You should take advantage of all the benefits a contest can offer your novel manuscript. First contests offer you one guarantee: your manuscript will be read. A publisher can't guarantee that. Granted, most contests only want you to submit a portion of your novel, but know that those pages will be read and considered by an industry professional - either a published author, an editor, an agent, etc.
A second benefit is that if your manuscript wins or places high in a contest, it builds history and a solid reputation. Because contests are judged by people in the industry, agents or editors will take that prize as a reference. "Editor Smith at X-House Publishing said this book was worthy of this prize. Therefore, it must be worthy of my time."

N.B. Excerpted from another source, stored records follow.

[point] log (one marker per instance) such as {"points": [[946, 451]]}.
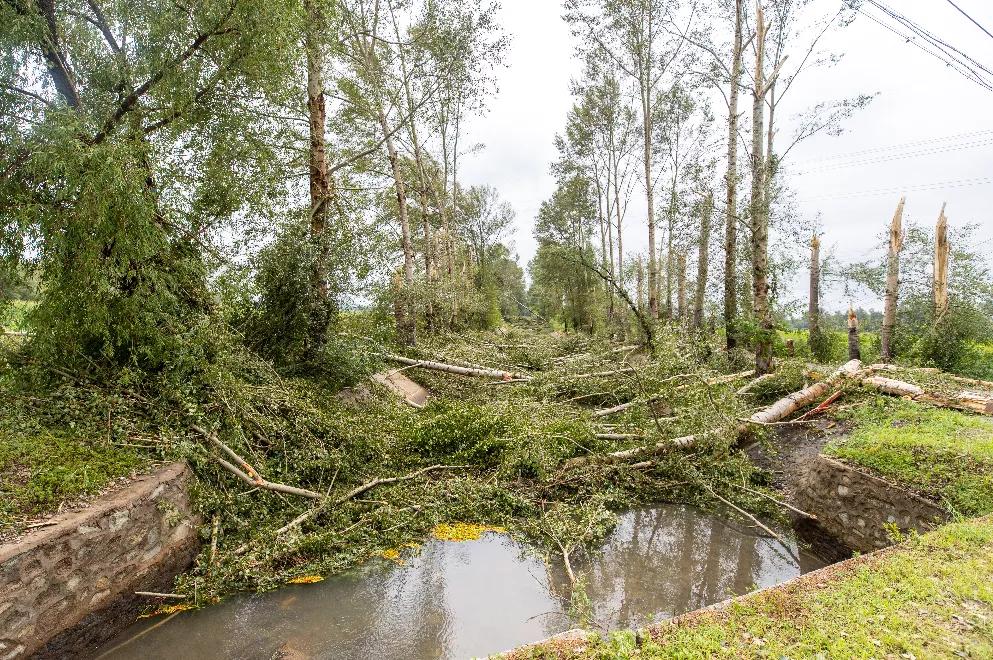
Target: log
{"points": [[247, 473], [455, 369], [729, 378], [616, 409], [790, 404], [977, 402]]}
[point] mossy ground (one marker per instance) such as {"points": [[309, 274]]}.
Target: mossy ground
{"points": [[931, 597], [943, 454]]}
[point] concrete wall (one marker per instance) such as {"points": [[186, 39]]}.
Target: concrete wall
{"points": [[67, 588], [856, 507]]}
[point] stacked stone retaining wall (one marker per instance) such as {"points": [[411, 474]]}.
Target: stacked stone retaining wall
{"points": [[858, 508], [69, 586]]}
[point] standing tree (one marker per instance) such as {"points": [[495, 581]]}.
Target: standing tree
{"points": [[892, 282], [633, 34]]}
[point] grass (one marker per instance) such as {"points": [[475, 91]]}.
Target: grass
{"points": [[943, 454], [41, 471], [928, 598]]}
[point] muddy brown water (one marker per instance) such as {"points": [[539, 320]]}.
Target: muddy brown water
{"points": [[475, 598]]}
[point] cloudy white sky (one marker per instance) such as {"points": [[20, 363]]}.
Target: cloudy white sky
{"points": [[928, 134]]}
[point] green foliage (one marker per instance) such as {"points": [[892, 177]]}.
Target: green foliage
{"points": [[290, 320], [820, 345], [944, 454], [461, 433]]}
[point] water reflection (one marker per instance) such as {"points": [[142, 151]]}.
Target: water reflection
{"points": [[460, 600]]}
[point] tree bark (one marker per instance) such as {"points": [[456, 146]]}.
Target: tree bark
{"points": [[813, 306], [759, 217], [407, 326], [892, 282], [321, 186], [653, 268], [703, 260], [941, 252], [854, 351], [731, 181]]}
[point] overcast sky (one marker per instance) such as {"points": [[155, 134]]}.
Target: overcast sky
{"points": [[896, 146]]}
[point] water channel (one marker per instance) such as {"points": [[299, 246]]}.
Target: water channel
{"points": [[475, 598]]}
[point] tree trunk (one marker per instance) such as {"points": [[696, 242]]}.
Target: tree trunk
{"points": [[407, 326], [731, 181], [641, 284], [814, 307], [670, 256], [941, 252], [759, 217], [703, 260], [892, 282], [653, 267], [854, 352], [321, 186]]}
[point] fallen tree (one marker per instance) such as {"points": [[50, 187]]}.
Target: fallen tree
{"points": [[976, 402], [455, 369], [786, 406], [771, 415]]}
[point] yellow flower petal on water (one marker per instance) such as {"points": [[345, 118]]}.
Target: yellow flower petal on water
{"points": [[463, 531], [170, 609]]}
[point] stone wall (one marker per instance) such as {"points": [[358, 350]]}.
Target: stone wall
{"points": [[68, 587], [856, 507]]}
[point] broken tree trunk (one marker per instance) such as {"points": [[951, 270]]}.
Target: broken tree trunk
{"points": [[854, 351], [892, 282], [703, 258], [455, 369], [813, 304], [941, 250], [788, 405]]}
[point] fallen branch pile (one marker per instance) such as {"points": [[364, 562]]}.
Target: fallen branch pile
{"points": [[455, 369]]}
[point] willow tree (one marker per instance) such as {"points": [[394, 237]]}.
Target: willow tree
{"points": [[132, 133]]}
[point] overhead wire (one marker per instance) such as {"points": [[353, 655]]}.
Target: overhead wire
{"points": [[920, 187], [950, 59], [974, 21], [902, 145], [886, 158]]}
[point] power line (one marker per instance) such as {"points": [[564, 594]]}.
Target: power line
{"points": [[920, 187], [975, 22], [913, 42], [923, 32], [948, 54], [891, 157], [895, 147]]}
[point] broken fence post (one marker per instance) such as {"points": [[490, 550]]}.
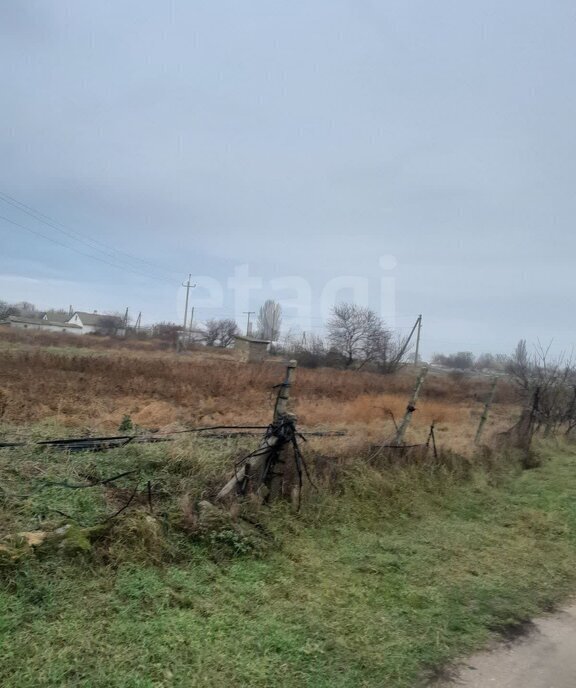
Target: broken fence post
{"points": [[399, 439], [256, 464], [487, 405]]}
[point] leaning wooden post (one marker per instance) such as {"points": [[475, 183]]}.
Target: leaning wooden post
{"points": [[254, 466], [487, 405], [399, 439]]}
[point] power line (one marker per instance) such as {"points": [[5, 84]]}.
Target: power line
{"points": [[82, 253], [93, 244]]}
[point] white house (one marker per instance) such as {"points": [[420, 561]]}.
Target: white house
{"points": [[41, 325]]}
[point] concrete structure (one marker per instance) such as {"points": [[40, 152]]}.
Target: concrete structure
{"points": [[99, 323], [250, 350], [41, 325]]}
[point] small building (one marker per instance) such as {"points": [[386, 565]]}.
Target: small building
{"points": [[99, 323], [40, 325], [250, 350]]}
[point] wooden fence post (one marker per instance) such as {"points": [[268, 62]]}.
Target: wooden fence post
{"points": [[487, 405], [255, 464], [411, 407]]}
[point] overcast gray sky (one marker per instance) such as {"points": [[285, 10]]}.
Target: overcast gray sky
{"points": [[303, 138]]}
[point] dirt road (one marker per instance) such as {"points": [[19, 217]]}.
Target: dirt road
{"points": [[544, 658]]}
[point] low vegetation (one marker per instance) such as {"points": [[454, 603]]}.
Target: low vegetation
{"points": [[389, 571], [116, 569]]}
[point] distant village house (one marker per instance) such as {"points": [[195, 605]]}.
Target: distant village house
{"points": [[249, 349]]}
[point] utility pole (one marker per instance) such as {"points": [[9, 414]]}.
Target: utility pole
{"points": [[419, 324], [191, 324], [401, 431], [188, 287], [248, 313]]}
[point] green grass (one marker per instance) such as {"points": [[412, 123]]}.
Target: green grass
{"points": [[374, 584]]}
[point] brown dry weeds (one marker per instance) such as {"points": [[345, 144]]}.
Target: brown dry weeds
{"points": [[94, 389]]}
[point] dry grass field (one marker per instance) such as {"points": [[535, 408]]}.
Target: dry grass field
{"points": [[89, 384], [113, 575]]}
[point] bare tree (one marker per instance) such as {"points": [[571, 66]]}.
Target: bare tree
{"points": [[357, 334], [220, 332], [269, 320], [548, 382]]}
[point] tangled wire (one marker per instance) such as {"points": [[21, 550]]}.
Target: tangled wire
{"points": [[278, 436]]}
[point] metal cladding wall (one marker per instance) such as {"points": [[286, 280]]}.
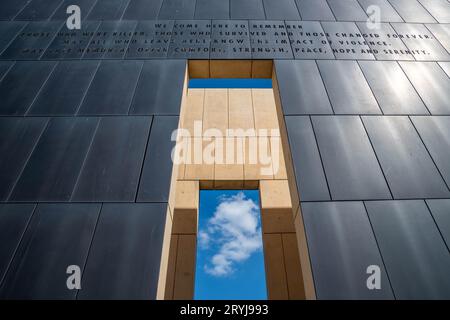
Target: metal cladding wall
{"points": [[85, 137]]}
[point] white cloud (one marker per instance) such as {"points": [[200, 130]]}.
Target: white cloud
{"points": [[235, 228]]}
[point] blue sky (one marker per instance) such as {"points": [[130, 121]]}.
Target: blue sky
{"points": [[230, 261], [230, 83]]}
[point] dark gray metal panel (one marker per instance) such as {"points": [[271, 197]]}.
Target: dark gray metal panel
{"points": [[384, 42], [32, 41], [435, 133], [442, 33], [157, 170], [432, 84], [70, 44], [409, 169], [142, 10], [85, 7], [141, 48], [38, 10], [412, 11], [281, 10], [415, 255], [347, 88], [4, 67], [387, 12], [112, 88], [13, 222], [419, 40], [190, 39], [53, 168], [347, 41], [58, 236], [177, 9], [19, 136], [230, 40], [159, 88], [439, 9], [440, 209], [311, 182], [65, 88], [314, 10], [248, 9], [127, 249], [212, 9], [108, 9], [21, 85], [347, 10], [8, 31], [9, 9], [113, 164], [351, 166], [111, 40], [301, 88], [341, 246], [308, 40], [269, 40], [392, 89]]}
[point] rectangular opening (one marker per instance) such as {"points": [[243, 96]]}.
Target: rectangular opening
{"points": [[230, 83], [230, 259]]}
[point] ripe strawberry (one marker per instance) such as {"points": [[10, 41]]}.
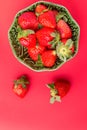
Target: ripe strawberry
{"points": [[65, 49], [35, 51], [28, 20], [28, 41], [39, 9], [47, 37], [64, 29], [65, 41], [55, 13], [48, 58], [58, 90], [20, 86], [47, 19]]}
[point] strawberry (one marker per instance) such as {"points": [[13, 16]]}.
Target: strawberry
{"points": [[64, 29], [28, 41], [28, 20], [47, 37], [48, 58], [47, 19], [58, 90], [40, 9], [55, 13], [65, 41], [20, 86], [35, 51], [65, 49]]}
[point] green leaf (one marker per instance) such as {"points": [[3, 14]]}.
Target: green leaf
{"points": [[60, 16], [69, 43], [51, 85], [56, 39], [39, 62], [25, 33], [52, 100], [53, 34]]}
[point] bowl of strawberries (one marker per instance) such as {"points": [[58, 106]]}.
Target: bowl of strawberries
{"points": [[44, 36]]}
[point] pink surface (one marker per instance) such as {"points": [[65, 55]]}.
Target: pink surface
{"points": [[34, 111]]}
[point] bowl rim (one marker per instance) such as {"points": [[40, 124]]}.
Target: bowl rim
{"points": [[44, 69]]}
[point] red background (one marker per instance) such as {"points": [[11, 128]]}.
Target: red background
{"points": [[34, 112]]}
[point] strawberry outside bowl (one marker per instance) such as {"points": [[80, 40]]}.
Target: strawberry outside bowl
{"points": [[21, 52]]}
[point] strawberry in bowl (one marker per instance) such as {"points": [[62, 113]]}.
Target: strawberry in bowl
{"points": [[44, 36]]}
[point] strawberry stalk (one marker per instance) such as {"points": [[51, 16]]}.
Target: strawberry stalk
{"points": [[61, 15], [64, 50], [22, 80]]}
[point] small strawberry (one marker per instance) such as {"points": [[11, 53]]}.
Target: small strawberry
{"points": [[47, 19], [28, 41], [55, 13], [65, 49], [64, 29], [20, 87], [67, 40], [47, 37], [35, 51], [40, 9], [48, 58], [28, 20], [58, 90]]}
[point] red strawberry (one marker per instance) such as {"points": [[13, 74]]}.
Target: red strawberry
{"points": [[64, 29], [55, 13], [48, 58], [28, 20], [47, 19], [58, 90], [72, 48], [40, 8], [35, 51], [47, 37], [20, 86], [65, 49], [28, 41]]}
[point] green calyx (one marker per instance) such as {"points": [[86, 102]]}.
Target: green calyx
{"points": [[53, 93], [24, 33], [39, 62], [64, 50], [22, 80], [61, 15], [56, 39]]}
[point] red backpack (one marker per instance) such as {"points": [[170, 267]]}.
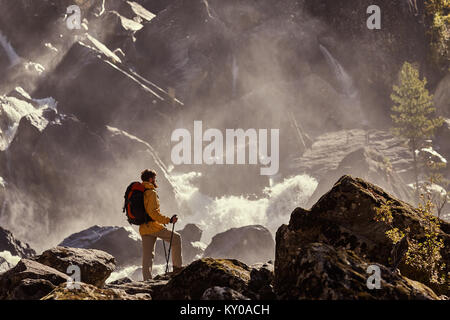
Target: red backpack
{"points": [[134, 204]]}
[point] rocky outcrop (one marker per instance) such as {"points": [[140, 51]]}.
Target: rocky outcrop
{"points": [[83, 291], [343, 218], [123, 243], [321, 272], [29, 280], [250, 244], [16, 247], [222, 293], [208, 279], [369, 164], [206, 273], [149, 287], [95, 265], [375, 155]]}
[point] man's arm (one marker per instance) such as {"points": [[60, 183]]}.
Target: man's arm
{"points": [[151, 204]]}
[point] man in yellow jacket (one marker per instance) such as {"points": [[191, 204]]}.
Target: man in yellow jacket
{"points": [[154, 229]]}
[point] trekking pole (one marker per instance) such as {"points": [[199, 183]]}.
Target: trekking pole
{"points": [[170, 247]]}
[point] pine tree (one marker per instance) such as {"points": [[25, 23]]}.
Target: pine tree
{"points": [[413, 112]]}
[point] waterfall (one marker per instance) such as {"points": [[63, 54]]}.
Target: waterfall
{"points": [[344, 79], [14, 59]]}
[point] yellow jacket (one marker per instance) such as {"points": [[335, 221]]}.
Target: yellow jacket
{"points": [[151, 203]]}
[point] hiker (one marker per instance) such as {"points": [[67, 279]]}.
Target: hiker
{"points": [[154, 229]]}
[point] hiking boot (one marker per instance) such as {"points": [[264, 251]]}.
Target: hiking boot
{"points": [[177, 270]]}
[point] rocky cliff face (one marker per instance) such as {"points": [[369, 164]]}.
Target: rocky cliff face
{"points": [[13, 246], [343, 218]]}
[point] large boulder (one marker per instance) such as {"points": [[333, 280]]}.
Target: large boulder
{"points": [[369, 164], [319, 271], [250, 244], [95, 265], [222, 293], [29, 280], [206, 273], [84, 291], [149, 287], [330, 149], [344, 218], [124, 243], [14, 246]]}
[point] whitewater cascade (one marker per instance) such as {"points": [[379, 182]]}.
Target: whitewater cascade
{"points": [[351, 94], [341, 75], [215, 215], [13, 57]]}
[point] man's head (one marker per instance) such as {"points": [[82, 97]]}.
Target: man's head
{"points": [[149, 176]]}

The prizes themselves are a great benefit. Many contests offer publication as their grand prize. See you met your goal after all. Others will help you set meetings with agents or editors to pitch your manuscript. And don't forget the cash. What writer can't use good ol' cash in his pocket?
What do novel contests want in terms of submissions?
There are two types of novel contests. The first and most predominant contest type wants previously unpublished novels. The other type of contest is for books that have been published. Usually those contests seek to honor first books, often from specific demographic groups.
Novel contests vary in terms of genre. There are genre specific contests, but open genre contests are more prevalent. Some go a step further in their openness and accept not only novels, but novellas, book-length short story collections and more.
Where can you find novel contests listings?
As always start with Google and search both "novel contests" and "book contests." Other resources include NewPages.com, Poets & Writers Grants and Awards Database, both of which are searchable by deadline date. FundsforWriters.com offers a contest page available through a link on the home page, and there are two newsletters you can subscribe to that include contests listings. One's free. The other is reasonably priced. Editor Hope Clark lists all kinds of contests, not just book/novel contests. Another resource is the subscription service WritersMarket.com. Again, this website lists all kind of contests but there are menus to help you narrow your research.